Lex Podcast Speaker Prediction with OpenAI Whisper

An exploration of re-purposing OpenAI’s Whisper model to perform speaker prediction on Lex Fridman podcasts. summary_picture

To enrich Lex Fridman podcast captions with speaker tags, I investigate if the hidden states of Whisper can be used as zero-shot audio features to train a classifier to predict if lex is speaking or not. There’s also a code walkthrough of the experiments, from creating the audio features by extracting the different hidden encoder states of Whisper to training a classifier.

Accompanying code:

This work is motivated by Andrej Karpathy’s Lexicap project, which he shares in this twitter thread. He transcribed Lex Fridman podcasts using OpenAI Whisper.

OpenAI Whisper

Whisper is a transformer-based model trained to perform multilingual speech recognition. Apart from speech recognition, it was also trained to perform speech translation and language identification.

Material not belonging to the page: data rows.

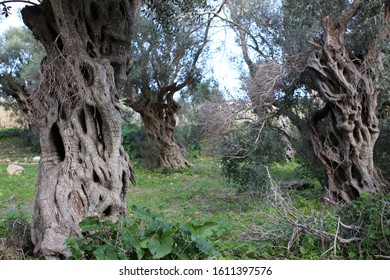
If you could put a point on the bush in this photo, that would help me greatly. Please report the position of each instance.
(134, 140)
(189, 137)
(371, 219)
(15, 235)
(143, 235)
(245, 154)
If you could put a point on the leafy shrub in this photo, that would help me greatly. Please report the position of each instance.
(189, 137)
(245, 154)
(134, 140)
(143, 235)
(371, 218)
(15, 234)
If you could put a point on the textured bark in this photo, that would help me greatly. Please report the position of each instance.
(159, 121)
(84, 169)
(344, 132)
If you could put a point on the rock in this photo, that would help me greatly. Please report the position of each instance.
(36, 159)
(13, 169)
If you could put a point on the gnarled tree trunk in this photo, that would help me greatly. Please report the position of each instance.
(159, 121)
(84, 169)
(344, 132)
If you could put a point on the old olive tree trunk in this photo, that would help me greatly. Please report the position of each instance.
(84, 169)
(344, 132)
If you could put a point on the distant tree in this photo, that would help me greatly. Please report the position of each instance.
(328, 88)
(20, 58)
(168, 57)
(343, 68)
(84, 170)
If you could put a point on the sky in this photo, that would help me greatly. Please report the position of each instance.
(223, 49)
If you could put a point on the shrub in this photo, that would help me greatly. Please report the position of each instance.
(245, 154)
(15, 235)
(371, 219)
(143, 235)
(134, 140)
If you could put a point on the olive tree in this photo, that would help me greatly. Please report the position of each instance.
(84, 169)
(328, 54)
(168, 59)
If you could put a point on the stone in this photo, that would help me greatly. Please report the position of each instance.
(14, 169)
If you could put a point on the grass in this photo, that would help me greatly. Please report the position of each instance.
(253, 228)
(17, 189)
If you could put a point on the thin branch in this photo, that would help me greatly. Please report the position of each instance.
(21, 1)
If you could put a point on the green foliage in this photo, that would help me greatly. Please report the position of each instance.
(20, 57)
(143, 235)
(371, 216)
(134, 140)
(245, 154)
(15, 233)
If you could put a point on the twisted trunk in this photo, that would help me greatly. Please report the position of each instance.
(84, 169)
(344, 132)
(160, 122)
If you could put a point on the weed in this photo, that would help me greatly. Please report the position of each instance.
(144, 235)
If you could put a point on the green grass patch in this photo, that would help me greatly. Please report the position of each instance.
(17, 189)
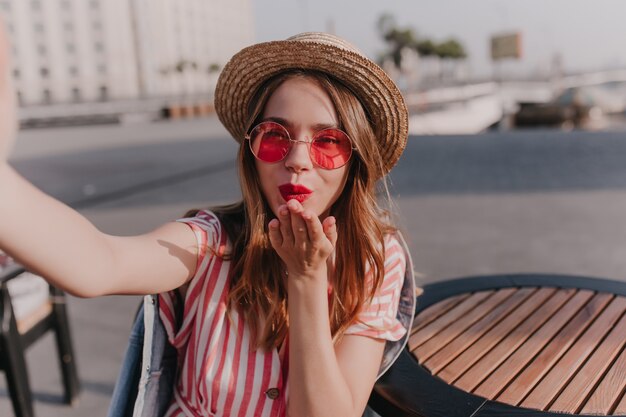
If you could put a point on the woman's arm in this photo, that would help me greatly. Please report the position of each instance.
(58, 243)
(61, 245)
(324, 380)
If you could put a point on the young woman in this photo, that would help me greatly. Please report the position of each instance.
(283, 303)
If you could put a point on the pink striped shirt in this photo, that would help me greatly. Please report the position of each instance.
(219, 373)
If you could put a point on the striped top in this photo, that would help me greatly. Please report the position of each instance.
(219, 373)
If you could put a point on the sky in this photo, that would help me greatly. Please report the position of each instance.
(587, 34)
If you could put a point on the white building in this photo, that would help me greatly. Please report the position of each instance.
(94, 50)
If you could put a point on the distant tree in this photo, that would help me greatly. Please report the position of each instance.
(426, 48)
(451, 49)
(213, 68)
(396, 38)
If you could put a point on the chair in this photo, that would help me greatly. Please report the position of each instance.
(19, 333)
(536, 345)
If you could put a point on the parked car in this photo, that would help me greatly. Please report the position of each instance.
(573, 108)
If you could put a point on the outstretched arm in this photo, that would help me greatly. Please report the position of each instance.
(61, 245)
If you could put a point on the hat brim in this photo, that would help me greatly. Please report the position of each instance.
(244, 74)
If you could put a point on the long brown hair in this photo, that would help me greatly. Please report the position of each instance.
(257, 287)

The key question here is if this robust model can be used to generate zero-shot audio features suitable for a classifier to perform speaker prediction.

Approach

Whisper hidden states

Despite the task of speech recognition (speech to text, the original objective) and speaker prediction (classifying which speaker is speaking, our objective) being different, the approach I explore is based on leveraging the encoder hidden states. The initial idea is guided by the idea of transfer learning.

For example, transfer learning in vision models enables utilizing a model trained on one vision task, on a different one, while using much fewer data samples. The transfer learning for vision is based on the idea that the early layers of the model learn key low-level visual features which can be very useful and shared across different tasks. And that the later layers of the model learn the more high-level task-specific features. Hence during fine-tuning in vision, the early layers can be frozen from a different model, and the later layers are trained on the new task. The similar idea of pre-training and finetuning applies to transformers as well.

Transformer encoder in Whisper has 24 encoder blocks (medium.en). I explore utilizing the outputs of some of these encoder blocks to train a classifier for speaker prediction.

Project Walkthrough

The project can be divided into 3 parts:

  • Dataset Creation:
    • Creating a labelled dataset of audio segments and corresponding caption pairs, where we assign a binary label to each pair (Whether Lex Fridman is talking or not)
  • Audio Feature Extraction:
    • Extract the required audio features from the audio segment using Whisper
  • Speaker prediction model:
    • Train a classifier on these audio features to predict if Lex is speaking

Dataset Creation

The dataset used for training can be found here. This CSV file captures an audio segment, its caption (from Whisper large), and its corresponding label.

This was a manually created dataset, where an audio segment and its caption were labelled 1 or 0. The Whisper-processed captions were obtained from Karpathy’s website present in this repo.

In addition to manually labelling the data points, I also heuristically labelled data points based on patterns from the podcast. For example, if “the following is a conversion” is a caption that occurs in the first few minutes of the podcast, we know it is Lex speaking. Similarly, if there are ads about “Cash app”, I assign the speaker to Lex.

Extraction of Zero-Shot Audio Features

To extract audio features, the required hidden states of the encoder must be captured. I do this with a few line changes by logging the outputs of various encoder blocks, which is done in this fork. These encoder hidden states can be accessed easily after a forward pass.

drawing

Figure: Whisper Model Architecture

Another aspect of utilizing the hidden state is feature engineering. The encoder captures the hidden states at 1500-time windows (number of mel spectrograms) in each audio segment. The shape of the encoder block output is (bs, 1500, hidden_size). We need to reduce this 1500 into 1 dimension to train a classifier. To summarize these features, I utilize the mean and standard deviation across all time windows and create the feature of shape (bs, hidden_size+ hidden_size).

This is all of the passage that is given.